Wednesday, January 07, 2009

Travel - Miami Beach, FL

Chicken or Jack?


Joe’s Stone Crabs is South Beach: every sort of person – passing $100 bills to the maitre d’ (who declines them, saying, “only if you enjoyed your meal.”) to your trailer park night out. What I had to invent a word for: ana-demographic; there was just no “group”.

Fishing, however, is nowhere near as varied. I have now visited three times this year. A cold month (January), a windy month (March) and a rainy month (April). Using artificial lures (including FishBites squid, crab, clam, and bloodworms) I caught the trash of the sea: lizard fish, blue grunts – the bluegills of salt water – and puffer fish.

While most recommend frozen shrimp, I caught nothing on anything shrimp-like. Squid did well, but one family ran a clinic on catching snapper with cut-up herring. One lady just leaned over the railing at Bill Baggs (see below) and caught 4-5 right under her feet.

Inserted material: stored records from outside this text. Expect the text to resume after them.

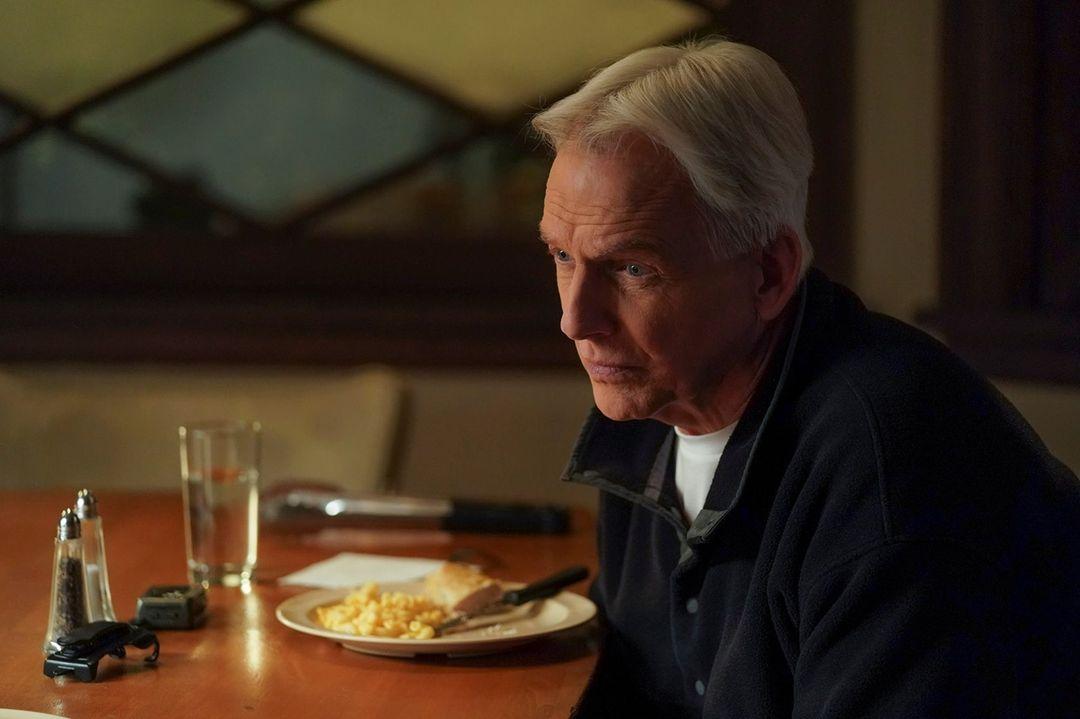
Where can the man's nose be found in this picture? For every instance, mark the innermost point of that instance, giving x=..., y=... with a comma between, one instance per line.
x=585, y=307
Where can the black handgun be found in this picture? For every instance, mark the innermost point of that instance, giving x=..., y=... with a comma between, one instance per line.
x=80, y=651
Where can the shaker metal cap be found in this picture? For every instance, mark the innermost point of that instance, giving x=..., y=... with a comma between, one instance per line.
x=85, y=504
x=69, y=526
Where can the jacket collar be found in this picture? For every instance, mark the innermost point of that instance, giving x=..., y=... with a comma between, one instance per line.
x=632, y=459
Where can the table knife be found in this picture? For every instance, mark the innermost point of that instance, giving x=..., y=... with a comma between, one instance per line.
x=540, y=589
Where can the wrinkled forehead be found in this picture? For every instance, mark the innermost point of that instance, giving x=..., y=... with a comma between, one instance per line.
x=626, y=173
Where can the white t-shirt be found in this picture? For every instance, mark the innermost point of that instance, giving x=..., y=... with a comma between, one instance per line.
x=697, y=457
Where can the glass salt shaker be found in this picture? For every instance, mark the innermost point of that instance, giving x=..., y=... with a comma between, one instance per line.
x=98, y=596
x=68, y=597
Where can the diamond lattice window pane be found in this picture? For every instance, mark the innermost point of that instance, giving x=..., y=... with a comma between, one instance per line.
x=272, y=122
x=53, y=53
x=493, y=190
x=59, y=186
x=500, y=56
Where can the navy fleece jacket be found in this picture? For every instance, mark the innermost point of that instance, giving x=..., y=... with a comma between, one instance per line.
x=885, y=537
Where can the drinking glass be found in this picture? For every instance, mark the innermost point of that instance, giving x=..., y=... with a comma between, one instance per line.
x=219, y=472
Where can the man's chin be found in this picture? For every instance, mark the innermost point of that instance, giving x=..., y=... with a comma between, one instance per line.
x=618, y=405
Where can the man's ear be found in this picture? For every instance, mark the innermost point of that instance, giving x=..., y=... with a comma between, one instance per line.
x=780, y=263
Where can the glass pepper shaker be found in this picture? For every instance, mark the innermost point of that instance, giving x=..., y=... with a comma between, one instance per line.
x=68, y=597
x=98, y=596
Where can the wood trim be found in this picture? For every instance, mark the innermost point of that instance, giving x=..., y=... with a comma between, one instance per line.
x=1014, y=344
x=988, y=153
x=1009, y=267
x=813, y=43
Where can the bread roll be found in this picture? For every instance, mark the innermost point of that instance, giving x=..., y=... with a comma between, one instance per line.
x=461, y=588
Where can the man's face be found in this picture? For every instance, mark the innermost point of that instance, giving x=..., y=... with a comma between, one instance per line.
x=657, y=321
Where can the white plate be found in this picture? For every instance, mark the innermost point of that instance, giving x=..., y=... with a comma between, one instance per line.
x=493, y=633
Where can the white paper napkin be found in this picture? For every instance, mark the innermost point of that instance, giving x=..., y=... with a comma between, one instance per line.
x=351, y=569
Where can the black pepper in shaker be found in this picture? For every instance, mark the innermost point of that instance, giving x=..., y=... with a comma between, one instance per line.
x=68, y=599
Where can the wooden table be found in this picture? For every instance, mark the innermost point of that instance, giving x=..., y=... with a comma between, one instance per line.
x=244, y=663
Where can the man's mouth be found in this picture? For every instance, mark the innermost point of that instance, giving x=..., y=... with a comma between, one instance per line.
x=603, y=371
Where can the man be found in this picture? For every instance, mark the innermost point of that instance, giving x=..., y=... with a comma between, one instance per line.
x=807, y=509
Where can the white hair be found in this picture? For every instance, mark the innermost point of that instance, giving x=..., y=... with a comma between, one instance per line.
x=728, y=116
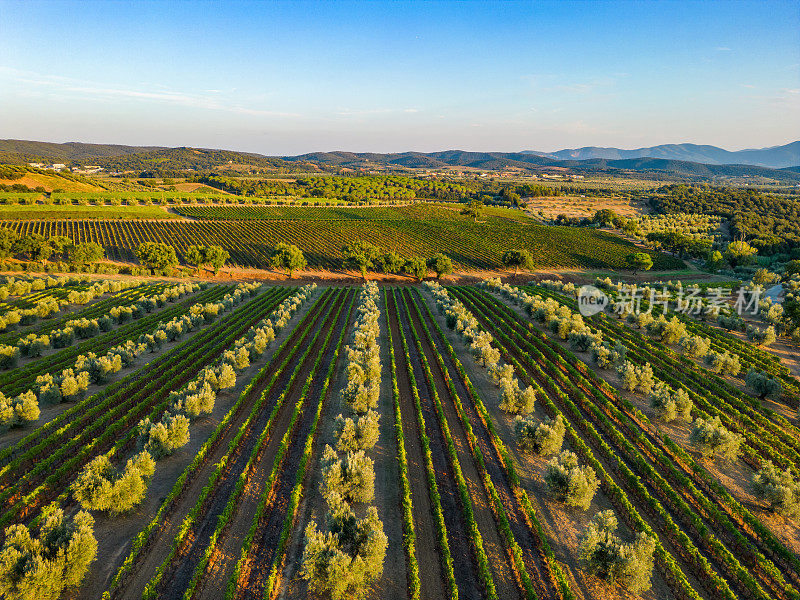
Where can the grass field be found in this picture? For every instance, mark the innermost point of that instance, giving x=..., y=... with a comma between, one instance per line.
x=418, y=230
x=16, y=212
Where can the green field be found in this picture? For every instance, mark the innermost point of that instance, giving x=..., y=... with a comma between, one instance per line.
x=16, y=212
x=418, y=230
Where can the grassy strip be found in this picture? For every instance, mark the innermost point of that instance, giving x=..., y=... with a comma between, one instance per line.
x=670, y=568
x=294, y=502
x=409, y=537
x=497, y=506
x=484, y=570
x=233, y=500
x=143, y=537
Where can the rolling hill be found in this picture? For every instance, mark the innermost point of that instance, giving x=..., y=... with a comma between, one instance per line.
x=774, y=157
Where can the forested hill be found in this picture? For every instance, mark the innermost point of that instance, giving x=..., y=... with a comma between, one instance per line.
x=169, y=161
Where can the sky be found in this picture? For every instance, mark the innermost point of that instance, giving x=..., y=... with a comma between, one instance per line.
x=286, y=78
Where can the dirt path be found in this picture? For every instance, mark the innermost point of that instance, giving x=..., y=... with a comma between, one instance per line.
x=265, y=541
x=499, y=560
x=182, y=567
x=114, y=534
x=393, y=584
x=461, y=547
x=432, y=582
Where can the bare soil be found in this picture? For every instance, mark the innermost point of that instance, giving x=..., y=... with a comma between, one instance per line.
x=115, y=534
x=563, y=525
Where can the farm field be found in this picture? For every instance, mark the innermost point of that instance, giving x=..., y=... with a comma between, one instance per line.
x=463, y=510
x=25, y=212
x=421, y=230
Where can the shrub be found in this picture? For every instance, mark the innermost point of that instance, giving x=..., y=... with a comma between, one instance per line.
x=710, y=437
x=41, y=568
x=351, y=477
x=636, y=377
x=542, y=438
x=606, y=354
x=570, y=483
x=694, y=346
x=163, y=438
x=670, y=404
x=62, y=338
x=73, y=385
x=345, y=561
x=32, y=345
x=9, y=357
x=722, y=363
x=608, y=558
x=19, y=410
x=778, y=489
x=763, y=385
x=99, y=486
x=354, y=435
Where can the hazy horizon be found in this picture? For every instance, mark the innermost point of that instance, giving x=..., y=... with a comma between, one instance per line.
x=291, y=78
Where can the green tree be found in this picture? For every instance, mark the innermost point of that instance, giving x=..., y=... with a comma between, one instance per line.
x=216, y=256
x=390, y=262
x=518, y=259
x=639, y=261
x=289, y=258
x=605, y=217
x=195, y=256
x=440, y=264
x=360, y=255
x=714, y=260
x=740, y=253
x=416, y=267
x=7, y=241
x=156, y=255
x=779, y=489
x=86, y=253
x=473, y=209
x=60, y=244
x=608, y=558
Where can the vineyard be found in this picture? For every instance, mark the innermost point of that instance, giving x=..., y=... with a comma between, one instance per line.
x=487, y=441
x=411, y=231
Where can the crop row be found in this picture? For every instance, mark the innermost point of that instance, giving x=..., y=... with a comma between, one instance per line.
x=272, y=371
x=222, y=481
x=433, y=488
x=114, y=413
x=475, y=245
x=590, y=398
x=711, y=394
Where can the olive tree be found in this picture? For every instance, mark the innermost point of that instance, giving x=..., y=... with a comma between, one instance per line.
x=779, y=489
x=440, y=264
x=41, y=568
x=710, y=437
x=569, y=482
x=346, y=560
x=608, y=558
x=518, y=259
x=763, y=385
x=542, y=438
x=289, y=258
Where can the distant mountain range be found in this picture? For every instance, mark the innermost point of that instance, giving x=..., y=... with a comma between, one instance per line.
x=775, y=157
x=684, y=160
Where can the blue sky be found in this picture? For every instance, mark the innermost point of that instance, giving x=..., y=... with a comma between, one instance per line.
x=286, y=78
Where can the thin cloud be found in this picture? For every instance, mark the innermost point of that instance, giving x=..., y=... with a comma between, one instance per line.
x=62, y=85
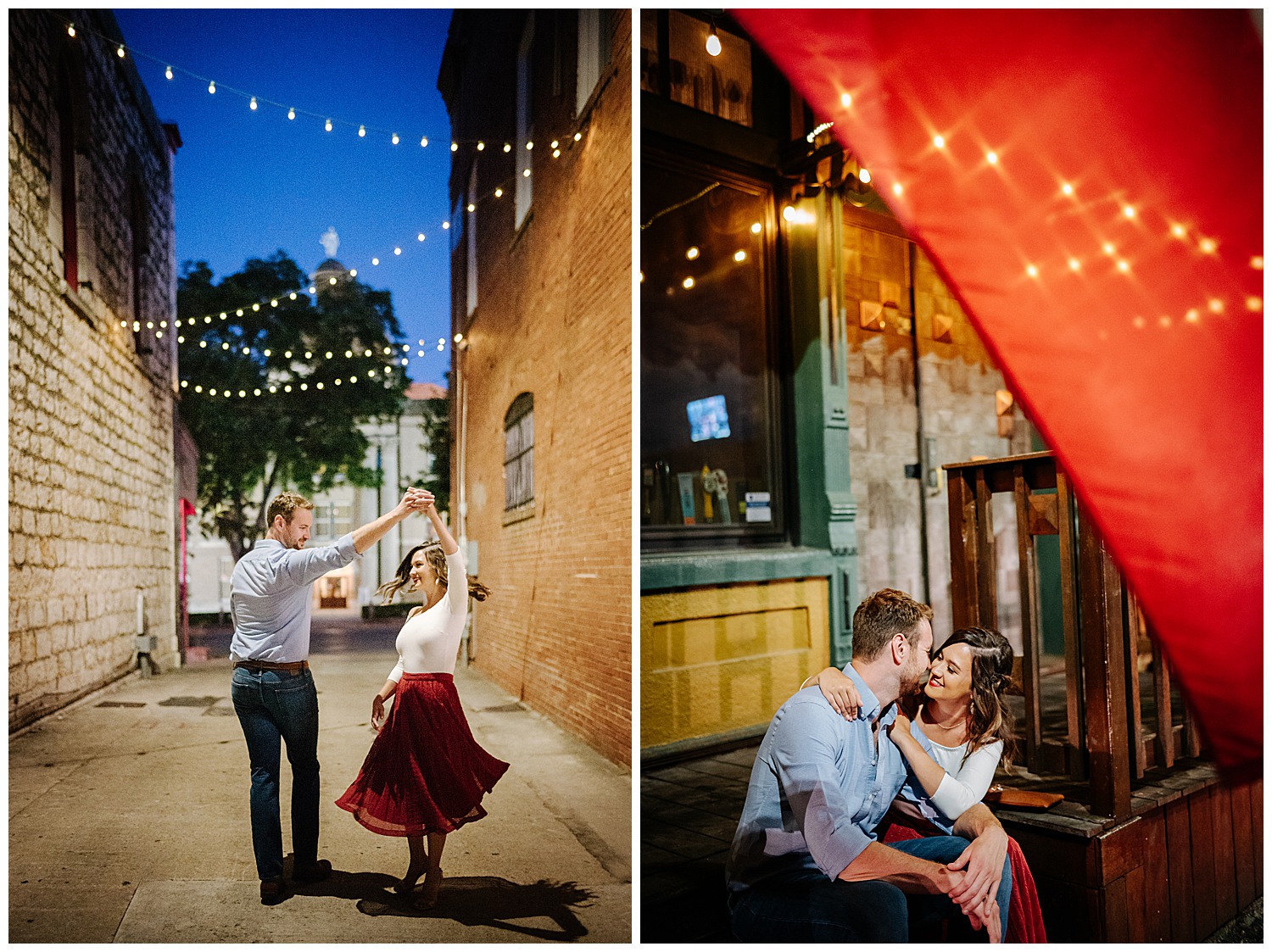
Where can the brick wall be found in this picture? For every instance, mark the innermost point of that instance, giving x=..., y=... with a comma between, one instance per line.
x=554, y=320
x=957, y=387
x=91, y=402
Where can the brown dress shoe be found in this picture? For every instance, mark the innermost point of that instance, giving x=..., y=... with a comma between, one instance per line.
x=320, y=871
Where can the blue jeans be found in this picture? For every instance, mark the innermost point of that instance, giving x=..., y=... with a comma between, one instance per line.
x=811, y=908
x=274, y=707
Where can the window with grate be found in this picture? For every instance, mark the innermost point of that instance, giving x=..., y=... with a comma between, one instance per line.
x=519, y=453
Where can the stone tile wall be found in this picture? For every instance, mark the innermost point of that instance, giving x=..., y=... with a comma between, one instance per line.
x=956, y=398
x=91, y=402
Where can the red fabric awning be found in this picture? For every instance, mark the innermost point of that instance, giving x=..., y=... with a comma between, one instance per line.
x=1096, y=203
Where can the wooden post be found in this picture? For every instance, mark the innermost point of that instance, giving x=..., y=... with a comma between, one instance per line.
x=1030, y=621
x=1104, y=675
x=1074, y=694
x=1131, y=651
x=1167, y=743
x=963, y=549
x=987, y=562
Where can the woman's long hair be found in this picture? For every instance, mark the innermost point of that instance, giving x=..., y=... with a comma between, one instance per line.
x=989, y=718
x=438, y=562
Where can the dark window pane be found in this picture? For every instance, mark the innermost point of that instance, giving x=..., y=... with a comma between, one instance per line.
x=707, y=364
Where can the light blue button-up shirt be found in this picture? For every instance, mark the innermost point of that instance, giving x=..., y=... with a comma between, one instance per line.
x=818, y=789
x=271, y=598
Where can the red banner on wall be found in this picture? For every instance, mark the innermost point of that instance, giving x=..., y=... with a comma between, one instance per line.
x=1091, y=186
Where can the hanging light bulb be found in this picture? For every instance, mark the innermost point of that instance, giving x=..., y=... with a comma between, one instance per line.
x=714, y=40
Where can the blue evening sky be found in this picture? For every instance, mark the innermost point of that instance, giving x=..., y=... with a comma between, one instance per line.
x=249, y=183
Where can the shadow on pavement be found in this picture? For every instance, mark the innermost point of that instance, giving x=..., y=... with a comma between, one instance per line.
x=480, y=900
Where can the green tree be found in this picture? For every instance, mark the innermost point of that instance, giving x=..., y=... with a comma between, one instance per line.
x=274, y=394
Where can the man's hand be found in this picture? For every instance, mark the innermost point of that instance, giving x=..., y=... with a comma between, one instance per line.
x=982, y=863
x=977, y=911
x=416, y=499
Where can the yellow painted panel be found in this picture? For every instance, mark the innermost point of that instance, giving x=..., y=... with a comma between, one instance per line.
x=715, y=660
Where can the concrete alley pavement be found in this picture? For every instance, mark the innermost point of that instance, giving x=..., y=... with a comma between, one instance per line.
x=129, y=822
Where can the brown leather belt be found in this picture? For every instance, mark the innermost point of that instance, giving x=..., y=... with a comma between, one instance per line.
x=272, y=665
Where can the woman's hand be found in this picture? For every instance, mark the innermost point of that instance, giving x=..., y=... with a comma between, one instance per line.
x=839, y=689
x=415, y=499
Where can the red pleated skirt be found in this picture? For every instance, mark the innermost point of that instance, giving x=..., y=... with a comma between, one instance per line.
x=425, y=773
x=1024, y=914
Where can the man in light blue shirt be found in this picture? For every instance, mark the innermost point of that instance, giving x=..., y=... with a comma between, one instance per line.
x=806, y=863
x=271, y=598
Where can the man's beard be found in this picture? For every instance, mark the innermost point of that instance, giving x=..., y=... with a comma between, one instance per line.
x=915, y=682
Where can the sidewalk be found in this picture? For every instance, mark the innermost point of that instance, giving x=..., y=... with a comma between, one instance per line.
x=129, y=822
x=689, y=815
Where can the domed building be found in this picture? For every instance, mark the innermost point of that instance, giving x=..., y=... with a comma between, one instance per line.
x=331, y=271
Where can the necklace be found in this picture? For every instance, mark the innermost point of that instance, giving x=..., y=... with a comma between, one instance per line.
x=949, y=726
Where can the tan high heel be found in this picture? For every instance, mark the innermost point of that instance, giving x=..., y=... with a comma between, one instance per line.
x=429, y=891
x=404, y=886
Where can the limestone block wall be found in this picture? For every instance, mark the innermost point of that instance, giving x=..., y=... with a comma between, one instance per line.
x=954, y=402
x=91, y=401
x=552, y=320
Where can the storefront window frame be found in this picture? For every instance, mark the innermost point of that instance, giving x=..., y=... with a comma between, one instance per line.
x=682, y=158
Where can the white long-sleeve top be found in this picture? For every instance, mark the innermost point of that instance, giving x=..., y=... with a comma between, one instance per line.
x=964, y=783
x=429, y=641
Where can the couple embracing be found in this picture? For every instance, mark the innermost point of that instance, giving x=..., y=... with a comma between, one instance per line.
x=862, y=817
x=425, y=774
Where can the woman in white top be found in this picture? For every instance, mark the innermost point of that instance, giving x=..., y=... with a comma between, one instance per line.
x=425, y=774
x=953, y=738
x=956, y=733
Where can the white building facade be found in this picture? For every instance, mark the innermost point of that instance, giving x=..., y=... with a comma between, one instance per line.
x=399, y=452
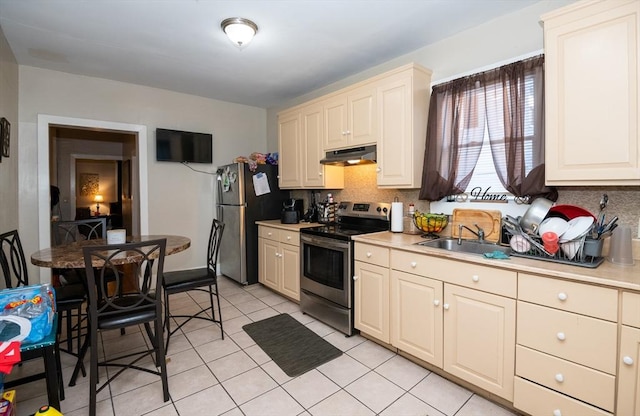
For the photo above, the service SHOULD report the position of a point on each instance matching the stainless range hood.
(350, 157)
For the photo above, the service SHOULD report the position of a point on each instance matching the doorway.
(138, 172)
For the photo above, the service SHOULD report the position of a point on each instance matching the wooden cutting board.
(489, 220)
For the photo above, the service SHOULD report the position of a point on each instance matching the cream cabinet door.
(312, 152)
(289, 142)
(629, 372)
(350, 119)
(362, 116)
(416, 316)
(371, 300)
(592, 80)
(336, 123)
(479, 338)
(403, 104)
(290, 271)
(269, 258)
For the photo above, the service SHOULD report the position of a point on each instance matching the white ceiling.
(178, 45)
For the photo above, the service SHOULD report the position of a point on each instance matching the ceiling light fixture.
(239, 30)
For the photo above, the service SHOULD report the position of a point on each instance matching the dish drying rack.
(538, 252)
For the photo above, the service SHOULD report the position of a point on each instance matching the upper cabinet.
(290, 145)
(592, 79)
(351, 119)
(389, 110)
(403, 107)
(300, 136)
(314, 174)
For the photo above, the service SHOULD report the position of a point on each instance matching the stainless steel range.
(327, 262)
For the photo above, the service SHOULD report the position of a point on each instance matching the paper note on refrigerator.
(261, 184)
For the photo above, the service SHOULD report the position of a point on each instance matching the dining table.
(70, 256)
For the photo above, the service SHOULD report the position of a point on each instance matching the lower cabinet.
(371, 300)
(629, 357)
(416, 314)
(479, 338)
(567, 347)
(458, 327)
(279, 260)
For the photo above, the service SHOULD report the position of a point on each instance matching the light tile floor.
(211, 376)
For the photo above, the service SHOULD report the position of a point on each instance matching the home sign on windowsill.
(479, 194)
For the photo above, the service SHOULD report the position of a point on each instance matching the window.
(487, 130)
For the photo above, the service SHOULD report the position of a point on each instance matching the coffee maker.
(291, 211)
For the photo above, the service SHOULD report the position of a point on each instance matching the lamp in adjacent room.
(97, 199)
(240, 30)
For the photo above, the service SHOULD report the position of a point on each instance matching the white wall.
(180, 200)
(498, 41)
(9, 166)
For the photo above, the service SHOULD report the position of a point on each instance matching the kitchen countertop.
(290, 227)
(607, 274)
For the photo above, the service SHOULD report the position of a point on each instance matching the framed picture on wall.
(126, 179)
(5, 136)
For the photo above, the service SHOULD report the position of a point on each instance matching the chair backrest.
(65, 232)
(215, 236)
(14, 265)
(108, 267)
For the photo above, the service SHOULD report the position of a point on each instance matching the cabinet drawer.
(581, 382)
(537, 400)
(269, 233)
(413, 263)
(487, 279)
(631, 309)
(581, 339)
(289, 237)
(595, 301)
(369, 253)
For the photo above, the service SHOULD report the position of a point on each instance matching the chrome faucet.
(479, 233)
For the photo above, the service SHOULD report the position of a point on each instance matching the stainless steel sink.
(467, 246)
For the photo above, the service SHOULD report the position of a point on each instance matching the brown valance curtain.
(510, 100)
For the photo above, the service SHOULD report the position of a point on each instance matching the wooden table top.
(70, 256)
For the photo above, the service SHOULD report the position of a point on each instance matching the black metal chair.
(71, 295)
(204, 279)
(14, 269)
(113, 309)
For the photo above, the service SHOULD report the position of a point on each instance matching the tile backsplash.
(360, 185)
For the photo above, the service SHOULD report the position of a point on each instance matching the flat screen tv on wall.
(183, 146)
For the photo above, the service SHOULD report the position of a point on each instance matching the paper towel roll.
(116, 236)
(397, 214)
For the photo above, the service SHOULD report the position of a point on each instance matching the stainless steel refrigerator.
(241, 201)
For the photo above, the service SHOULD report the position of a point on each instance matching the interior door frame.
(139, 167)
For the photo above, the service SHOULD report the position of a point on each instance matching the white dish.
(520, 244)
(555, 225)
(577, 228)
(571, 248)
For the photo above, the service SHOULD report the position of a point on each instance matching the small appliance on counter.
(291, 211)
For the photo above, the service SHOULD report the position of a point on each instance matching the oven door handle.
(330, 243)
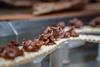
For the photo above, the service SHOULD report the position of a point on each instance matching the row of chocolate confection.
(48, 37)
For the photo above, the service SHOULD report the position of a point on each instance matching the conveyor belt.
(44, 51)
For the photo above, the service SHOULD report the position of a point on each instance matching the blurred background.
(27, 19)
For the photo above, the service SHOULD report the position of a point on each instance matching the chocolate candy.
(70, 33)
(32, 46)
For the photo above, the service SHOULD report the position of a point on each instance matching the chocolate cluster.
(76, 23)
(10, 52)
(48, 37)
(95, 22)
(71, 33)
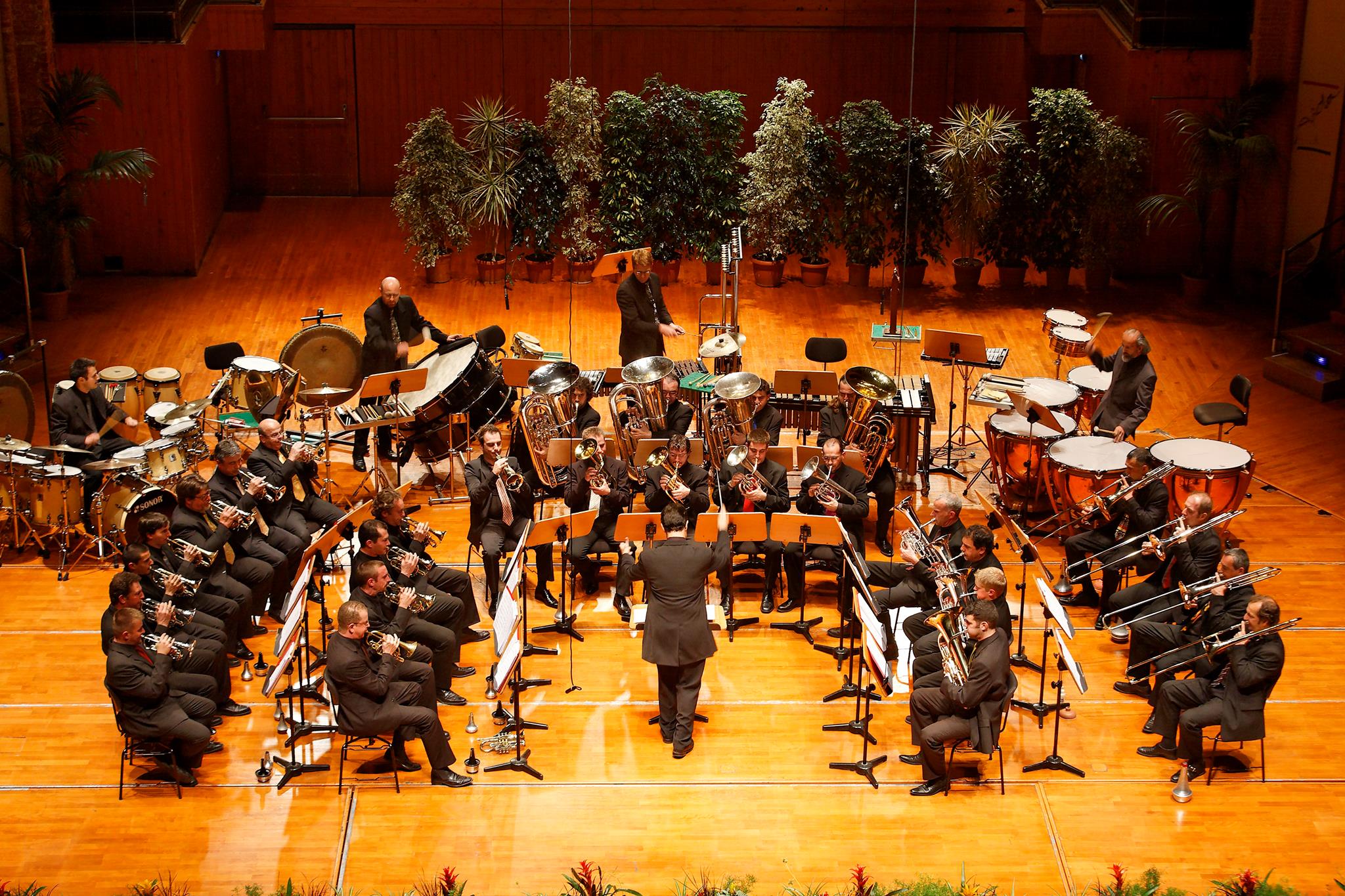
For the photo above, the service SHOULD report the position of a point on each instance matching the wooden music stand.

Fishing Miami Beach is exasperating. Calling the tourist office, one is told all fishing is prohibited. Walking the causeways one almost believes it. Even the pier at the newly refurbished South Pointe Park is locked.

Two little pocket parks worth fishing:

Island View Park, just east of the Venetian Causeway on Purdy Avenue. Take the South Local (Circulator) Bus to the second Publix and you are a block and a half away. Do not fish the wooden dock as you will lose 1/3 to ½ your lures to obstructions; move down to the Police dock.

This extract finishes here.